We examine the impact on performance across five discrete tasks: human pose estimation, semantic segmentation, object detection, action recognition, and monocular depth estimation.
Results show a non-linear and non-uniform relationship between network performance and the level of lossy compression applied.
- Score: 17.349420462716886
- License: http://arxiv.org/licenses/nonexclusive-distrib/1.0/
- Abstract: Recent advances in generalized image understanding have seen a surge in the
use of deep convolutional neural networks (CNN) across a broad range of
image-based detection, classification and prediction tasks. Whilst the reported
performance of these approaches is impressive, this study investigates the
hitherto unapproached question of the impact of commonplace image and video
compression techniques on the performance of such deep learning architectures.

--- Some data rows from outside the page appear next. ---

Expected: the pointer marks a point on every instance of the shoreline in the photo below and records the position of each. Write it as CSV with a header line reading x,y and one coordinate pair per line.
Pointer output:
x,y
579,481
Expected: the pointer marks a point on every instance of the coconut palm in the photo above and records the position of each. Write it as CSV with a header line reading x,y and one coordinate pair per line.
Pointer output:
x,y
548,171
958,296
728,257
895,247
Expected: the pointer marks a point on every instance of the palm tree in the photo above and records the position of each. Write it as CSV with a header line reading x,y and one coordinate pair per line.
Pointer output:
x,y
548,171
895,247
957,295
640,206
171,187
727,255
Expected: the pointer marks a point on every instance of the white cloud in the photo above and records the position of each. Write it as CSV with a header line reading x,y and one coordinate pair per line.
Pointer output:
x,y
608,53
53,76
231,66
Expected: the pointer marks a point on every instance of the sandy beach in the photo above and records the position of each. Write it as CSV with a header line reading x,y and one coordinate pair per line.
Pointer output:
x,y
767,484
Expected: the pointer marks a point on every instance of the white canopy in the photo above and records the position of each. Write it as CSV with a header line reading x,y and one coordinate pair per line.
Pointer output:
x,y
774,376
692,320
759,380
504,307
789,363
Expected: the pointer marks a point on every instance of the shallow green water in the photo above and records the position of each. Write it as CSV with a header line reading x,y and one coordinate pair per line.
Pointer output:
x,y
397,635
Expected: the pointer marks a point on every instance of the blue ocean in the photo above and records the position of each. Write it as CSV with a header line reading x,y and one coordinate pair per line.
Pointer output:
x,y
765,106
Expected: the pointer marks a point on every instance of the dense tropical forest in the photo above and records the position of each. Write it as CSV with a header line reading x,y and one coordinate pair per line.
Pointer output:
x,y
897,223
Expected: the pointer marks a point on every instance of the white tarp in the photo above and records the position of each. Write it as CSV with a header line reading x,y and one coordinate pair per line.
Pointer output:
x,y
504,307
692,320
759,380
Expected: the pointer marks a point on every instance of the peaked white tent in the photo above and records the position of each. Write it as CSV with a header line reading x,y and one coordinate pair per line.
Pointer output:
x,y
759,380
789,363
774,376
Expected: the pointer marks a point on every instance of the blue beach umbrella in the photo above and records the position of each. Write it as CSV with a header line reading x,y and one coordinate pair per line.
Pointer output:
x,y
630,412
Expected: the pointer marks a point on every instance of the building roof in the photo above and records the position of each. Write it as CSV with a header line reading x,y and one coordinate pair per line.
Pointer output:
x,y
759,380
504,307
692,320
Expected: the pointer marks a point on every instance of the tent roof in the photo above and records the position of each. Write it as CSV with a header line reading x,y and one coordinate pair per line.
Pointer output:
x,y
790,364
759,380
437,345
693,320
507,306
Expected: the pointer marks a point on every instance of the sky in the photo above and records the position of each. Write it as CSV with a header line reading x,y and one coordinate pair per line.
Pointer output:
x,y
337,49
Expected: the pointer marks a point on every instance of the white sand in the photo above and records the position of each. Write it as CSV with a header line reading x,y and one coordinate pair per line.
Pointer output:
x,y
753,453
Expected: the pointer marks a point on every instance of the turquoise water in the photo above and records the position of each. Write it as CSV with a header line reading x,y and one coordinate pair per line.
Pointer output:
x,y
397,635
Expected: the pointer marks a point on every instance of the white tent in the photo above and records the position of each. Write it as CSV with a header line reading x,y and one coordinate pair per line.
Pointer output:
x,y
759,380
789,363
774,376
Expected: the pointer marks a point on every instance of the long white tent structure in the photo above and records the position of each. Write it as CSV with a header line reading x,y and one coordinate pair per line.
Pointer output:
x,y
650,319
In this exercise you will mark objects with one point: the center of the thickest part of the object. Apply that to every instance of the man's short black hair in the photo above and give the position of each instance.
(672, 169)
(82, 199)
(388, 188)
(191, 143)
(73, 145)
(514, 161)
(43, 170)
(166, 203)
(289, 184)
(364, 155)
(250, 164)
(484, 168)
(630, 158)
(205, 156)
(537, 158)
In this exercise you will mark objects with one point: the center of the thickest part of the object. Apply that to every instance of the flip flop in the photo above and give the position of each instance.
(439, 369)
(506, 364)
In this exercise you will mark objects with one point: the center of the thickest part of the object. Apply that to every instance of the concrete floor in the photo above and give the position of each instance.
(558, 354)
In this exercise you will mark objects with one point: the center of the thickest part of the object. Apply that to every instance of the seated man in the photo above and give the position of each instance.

Focusing on the JPEG and H.264 (MPEG-4 AVC) as a representative proxy for
contemporary lossy image/video compression techniques that are in common use
within network-connected image/video devices and infrastructure, we examine the
impact on performance across five discrete tasks: human pose estimation,
semantic segmentation, object detection, action recognition, and monocular
depth estimation. As such, within this study we include a variety of network
architectures and domains spanning end-to-end convolution, encoder-decoder,
region-based CNN (R-CNN), dual-stream, and generative adversarial networks
(GAN). Our results show a non-linear and non-uniform relationship between
network performance and the level of lossy compression applied. Notably,
performance decreases significantly below a JPEG quality (quantization) level
of 15% and a H.264 Constant Rate Factor (CRF) of 40. However, retraining said
architectures on pre-compressed imagery conversely recovers network performance
by up to 78.4% in some cases. Furthermore, there is a correlation between
architectures employing an encoder-decoder pipeline and those that demonstrate
resilience to lossy image compression. The characteristics of the relationship
between input compression to output task performance can be used to inform
design decisions within future image/video devices and infrastructure.